Dyna-Mac Holdings' net profit fell 24% to S$6.7m

Low orderbook spurred project delays.

According to OCBC Investment Research, Dyna-Mac Holdings reported 1Q13 results that were slightly below its expectations. 1Q13 revenue fell by 19% QoQ to S$60.1m, while net profit fell 24% QoQ to S$6.7m; as there is little or no seasonality involved in Dyna-Mac’s business, OCBC believes a QoQ comparison better illustrates the changes in the group’s performance.

Here's more:

Gross margin was 24.4% in 1Q13 (4Q12: 23.1%), within the typical range of 20-30%. The group also suffered a fair value loss on financial instruments of S$1.2m in 1Q13 due to unfavourable movements on the contracted USD forward rates against spot rates.

Declining order-book. As we mentioned in our previous report, the group’s low order-book makes it vulnerable to any delays in the awards of new contracts, and could potentially result in yard underutilization.

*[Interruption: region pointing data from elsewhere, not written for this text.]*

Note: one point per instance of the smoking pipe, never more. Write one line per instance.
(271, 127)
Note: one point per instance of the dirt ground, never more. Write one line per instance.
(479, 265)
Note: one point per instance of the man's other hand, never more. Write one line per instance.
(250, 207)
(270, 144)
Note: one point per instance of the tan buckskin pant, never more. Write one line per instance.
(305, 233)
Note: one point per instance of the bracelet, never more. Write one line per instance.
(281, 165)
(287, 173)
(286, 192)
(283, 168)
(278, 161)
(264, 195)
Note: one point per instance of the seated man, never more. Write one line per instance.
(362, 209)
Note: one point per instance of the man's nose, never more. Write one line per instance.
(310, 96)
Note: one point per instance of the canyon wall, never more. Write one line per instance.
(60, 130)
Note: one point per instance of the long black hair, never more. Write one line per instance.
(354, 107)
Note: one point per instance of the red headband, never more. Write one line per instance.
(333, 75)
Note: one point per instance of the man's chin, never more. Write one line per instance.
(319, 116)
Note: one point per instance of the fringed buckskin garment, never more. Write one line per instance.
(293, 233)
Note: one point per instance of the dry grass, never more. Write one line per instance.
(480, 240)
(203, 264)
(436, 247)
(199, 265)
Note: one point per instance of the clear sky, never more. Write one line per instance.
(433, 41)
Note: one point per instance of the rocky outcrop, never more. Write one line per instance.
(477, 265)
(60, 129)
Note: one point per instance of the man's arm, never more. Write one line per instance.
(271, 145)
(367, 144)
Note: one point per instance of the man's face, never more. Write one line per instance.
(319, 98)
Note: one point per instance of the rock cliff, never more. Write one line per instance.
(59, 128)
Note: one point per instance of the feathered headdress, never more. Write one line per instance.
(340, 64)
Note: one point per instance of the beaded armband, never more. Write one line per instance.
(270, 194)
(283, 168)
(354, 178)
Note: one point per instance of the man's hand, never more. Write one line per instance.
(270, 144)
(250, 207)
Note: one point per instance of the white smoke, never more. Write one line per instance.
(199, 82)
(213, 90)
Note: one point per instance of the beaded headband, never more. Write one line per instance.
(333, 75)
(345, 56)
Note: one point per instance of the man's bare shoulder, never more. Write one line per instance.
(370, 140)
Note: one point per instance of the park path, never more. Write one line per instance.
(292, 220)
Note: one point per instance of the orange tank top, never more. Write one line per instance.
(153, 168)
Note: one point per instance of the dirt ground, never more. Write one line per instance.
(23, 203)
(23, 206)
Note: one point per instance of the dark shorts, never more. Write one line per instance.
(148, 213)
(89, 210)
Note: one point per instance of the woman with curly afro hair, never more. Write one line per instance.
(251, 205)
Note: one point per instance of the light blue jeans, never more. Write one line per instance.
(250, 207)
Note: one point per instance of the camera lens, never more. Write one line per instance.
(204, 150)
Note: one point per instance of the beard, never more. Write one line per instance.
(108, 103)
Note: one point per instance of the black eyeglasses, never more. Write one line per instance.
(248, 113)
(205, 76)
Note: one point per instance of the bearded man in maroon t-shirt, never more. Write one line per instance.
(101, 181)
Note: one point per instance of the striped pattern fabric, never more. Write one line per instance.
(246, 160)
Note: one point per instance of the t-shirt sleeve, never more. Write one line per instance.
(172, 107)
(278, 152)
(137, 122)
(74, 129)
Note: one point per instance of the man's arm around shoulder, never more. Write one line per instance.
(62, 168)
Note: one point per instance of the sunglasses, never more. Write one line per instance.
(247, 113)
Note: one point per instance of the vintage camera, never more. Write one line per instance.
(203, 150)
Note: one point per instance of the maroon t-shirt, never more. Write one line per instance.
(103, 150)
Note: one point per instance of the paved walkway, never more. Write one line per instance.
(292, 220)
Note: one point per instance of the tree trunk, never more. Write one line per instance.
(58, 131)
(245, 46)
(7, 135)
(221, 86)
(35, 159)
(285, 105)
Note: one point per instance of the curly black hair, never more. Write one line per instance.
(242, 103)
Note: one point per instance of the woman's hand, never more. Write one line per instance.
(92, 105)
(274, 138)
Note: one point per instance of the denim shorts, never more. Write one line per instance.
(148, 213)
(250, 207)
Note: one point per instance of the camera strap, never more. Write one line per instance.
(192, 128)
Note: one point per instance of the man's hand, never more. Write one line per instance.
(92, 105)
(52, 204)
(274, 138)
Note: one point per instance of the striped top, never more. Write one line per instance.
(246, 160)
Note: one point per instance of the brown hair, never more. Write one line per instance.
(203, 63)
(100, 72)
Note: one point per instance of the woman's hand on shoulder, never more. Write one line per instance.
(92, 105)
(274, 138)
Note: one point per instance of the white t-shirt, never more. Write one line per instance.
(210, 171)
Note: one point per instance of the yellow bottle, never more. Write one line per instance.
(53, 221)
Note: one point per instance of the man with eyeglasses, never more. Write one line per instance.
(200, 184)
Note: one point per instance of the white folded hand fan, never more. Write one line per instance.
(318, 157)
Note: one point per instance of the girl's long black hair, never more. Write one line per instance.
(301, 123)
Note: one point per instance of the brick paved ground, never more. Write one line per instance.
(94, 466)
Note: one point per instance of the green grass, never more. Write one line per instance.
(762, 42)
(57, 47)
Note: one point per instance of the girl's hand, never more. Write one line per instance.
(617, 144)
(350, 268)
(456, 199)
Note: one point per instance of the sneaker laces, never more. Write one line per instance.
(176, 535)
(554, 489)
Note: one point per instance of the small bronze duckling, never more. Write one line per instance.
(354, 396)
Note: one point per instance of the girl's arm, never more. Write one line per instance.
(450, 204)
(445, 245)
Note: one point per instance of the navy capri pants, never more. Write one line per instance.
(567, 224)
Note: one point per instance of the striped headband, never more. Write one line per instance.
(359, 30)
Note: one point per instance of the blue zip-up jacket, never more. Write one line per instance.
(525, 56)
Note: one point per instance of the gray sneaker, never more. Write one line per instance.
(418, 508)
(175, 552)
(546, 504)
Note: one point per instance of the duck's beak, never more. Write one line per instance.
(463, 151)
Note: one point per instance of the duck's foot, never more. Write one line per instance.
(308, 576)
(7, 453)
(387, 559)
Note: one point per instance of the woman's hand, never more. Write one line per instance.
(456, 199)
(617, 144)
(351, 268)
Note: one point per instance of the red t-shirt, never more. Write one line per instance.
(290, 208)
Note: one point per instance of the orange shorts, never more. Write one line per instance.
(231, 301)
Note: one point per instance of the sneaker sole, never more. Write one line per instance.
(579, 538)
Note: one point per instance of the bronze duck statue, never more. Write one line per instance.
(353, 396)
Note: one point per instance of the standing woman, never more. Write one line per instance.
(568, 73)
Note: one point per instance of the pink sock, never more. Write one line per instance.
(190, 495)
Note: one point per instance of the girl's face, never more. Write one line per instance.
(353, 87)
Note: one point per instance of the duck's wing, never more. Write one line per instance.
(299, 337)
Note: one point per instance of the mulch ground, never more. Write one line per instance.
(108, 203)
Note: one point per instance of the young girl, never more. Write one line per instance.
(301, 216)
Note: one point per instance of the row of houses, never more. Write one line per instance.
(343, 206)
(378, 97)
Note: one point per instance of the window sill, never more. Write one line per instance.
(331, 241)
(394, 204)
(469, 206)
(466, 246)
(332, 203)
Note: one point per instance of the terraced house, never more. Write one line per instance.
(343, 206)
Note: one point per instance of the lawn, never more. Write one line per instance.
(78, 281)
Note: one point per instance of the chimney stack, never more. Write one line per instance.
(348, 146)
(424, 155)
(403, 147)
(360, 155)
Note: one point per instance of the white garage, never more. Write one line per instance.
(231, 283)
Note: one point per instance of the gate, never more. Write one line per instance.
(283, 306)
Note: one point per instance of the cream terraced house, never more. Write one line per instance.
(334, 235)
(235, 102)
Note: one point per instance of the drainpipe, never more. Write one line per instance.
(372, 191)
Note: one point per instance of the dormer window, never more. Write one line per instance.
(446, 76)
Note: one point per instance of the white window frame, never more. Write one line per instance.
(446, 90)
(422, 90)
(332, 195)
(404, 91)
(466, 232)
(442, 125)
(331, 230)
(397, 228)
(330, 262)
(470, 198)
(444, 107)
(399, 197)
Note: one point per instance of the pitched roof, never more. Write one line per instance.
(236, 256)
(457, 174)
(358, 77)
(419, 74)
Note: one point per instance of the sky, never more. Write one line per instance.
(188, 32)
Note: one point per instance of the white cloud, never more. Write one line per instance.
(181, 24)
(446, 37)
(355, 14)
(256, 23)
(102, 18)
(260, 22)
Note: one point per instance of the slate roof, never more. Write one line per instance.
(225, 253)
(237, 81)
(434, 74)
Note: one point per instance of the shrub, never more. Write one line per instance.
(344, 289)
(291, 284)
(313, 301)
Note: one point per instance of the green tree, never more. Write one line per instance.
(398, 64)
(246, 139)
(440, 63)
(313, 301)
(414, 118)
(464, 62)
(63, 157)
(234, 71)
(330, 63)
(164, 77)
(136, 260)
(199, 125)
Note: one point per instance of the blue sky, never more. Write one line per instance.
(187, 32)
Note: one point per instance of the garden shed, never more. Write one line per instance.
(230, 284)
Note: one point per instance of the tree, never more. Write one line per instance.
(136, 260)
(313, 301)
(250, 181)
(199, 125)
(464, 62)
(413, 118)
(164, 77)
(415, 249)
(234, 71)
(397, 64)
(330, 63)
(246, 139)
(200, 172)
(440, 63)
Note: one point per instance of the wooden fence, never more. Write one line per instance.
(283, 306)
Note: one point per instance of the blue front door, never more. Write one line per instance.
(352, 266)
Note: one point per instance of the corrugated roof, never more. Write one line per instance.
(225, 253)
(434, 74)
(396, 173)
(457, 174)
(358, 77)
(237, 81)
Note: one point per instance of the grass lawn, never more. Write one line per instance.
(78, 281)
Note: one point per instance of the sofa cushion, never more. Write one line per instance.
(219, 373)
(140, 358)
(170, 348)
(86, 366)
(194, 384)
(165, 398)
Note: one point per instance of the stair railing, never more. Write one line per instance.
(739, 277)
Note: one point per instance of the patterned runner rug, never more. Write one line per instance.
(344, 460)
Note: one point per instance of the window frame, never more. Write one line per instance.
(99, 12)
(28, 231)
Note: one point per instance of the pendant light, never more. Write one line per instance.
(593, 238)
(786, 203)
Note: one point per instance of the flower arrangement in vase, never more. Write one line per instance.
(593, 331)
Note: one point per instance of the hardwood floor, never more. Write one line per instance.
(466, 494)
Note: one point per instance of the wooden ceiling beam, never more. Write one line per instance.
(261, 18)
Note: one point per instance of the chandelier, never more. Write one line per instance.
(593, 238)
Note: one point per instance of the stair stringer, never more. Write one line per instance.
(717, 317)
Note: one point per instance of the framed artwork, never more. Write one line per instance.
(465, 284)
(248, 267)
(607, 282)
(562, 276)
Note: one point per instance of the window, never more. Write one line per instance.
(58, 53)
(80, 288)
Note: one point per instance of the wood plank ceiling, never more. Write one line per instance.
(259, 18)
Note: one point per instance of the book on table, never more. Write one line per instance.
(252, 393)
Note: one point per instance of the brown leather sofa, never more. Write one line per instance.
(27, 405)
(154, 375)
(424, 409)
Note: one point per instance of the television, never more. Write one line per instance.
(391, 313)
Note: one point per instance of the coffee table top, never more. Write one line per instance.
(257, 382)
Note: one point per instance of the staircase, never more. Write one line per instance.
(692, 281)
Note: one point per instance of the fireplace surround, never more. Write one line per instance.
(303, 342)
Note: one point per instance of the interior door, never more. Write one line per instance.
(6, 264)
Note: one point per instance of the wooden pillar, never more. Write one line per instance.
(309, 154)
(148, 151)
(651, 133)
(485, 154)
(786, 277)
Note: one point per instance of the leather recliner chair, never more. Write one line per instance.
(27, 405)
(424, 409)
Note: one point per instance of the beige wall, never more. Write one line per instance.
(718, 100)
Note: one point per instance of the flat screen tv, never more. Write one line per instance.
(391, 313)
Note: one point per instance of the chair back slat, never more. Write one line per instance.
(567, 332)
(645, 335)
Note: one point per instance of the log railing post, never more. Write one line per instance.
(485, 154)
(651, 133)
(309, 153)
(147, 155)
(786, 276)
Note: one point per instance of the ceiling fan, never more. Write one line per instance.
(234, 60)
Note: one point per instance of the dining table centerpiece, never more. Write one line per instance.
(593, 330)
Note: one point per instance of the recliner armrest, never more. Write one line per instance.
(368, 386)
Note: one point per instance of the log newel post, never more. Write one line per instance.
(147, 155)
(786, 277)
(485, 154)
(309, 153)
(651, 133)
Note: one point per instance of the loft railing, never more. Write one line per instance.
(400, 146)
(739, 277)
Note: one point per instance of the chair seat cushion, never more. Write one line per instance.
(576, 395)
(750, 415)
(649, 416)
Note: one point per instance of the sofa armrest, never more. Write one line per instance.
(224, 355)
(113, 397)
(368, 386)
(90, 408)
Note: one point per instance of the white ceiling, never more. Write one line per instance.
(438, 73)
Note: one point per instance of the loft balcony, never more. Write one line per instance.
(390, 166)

As of 14 May-13, its order-book fell to S$113m (27 Feb-13: S$134m), providing cover for under two quarters.

To be fair, delays in the award of contracts are quite common in the industry for a number of reasons, including re-tendering and changes
in design specifications or project schedules.

We also understand that Dyna-Mac is tendering for a number of large projects and expects to rebuild its order-book significantly in 2H13.

Maintain HOLD with lower S$0.44 FV. While we are positive over Dyna-Mac’s medium- to long-term outlook given the large backlog of floater orders across the industry, we are also mindful that its low order-book may pose a risk to near-term earnings. In addition, the group’s expansion into Malaysia and Guangzhou remains a work-in-progress, and bottom-line earnings growth may only be evident in FY14-15F.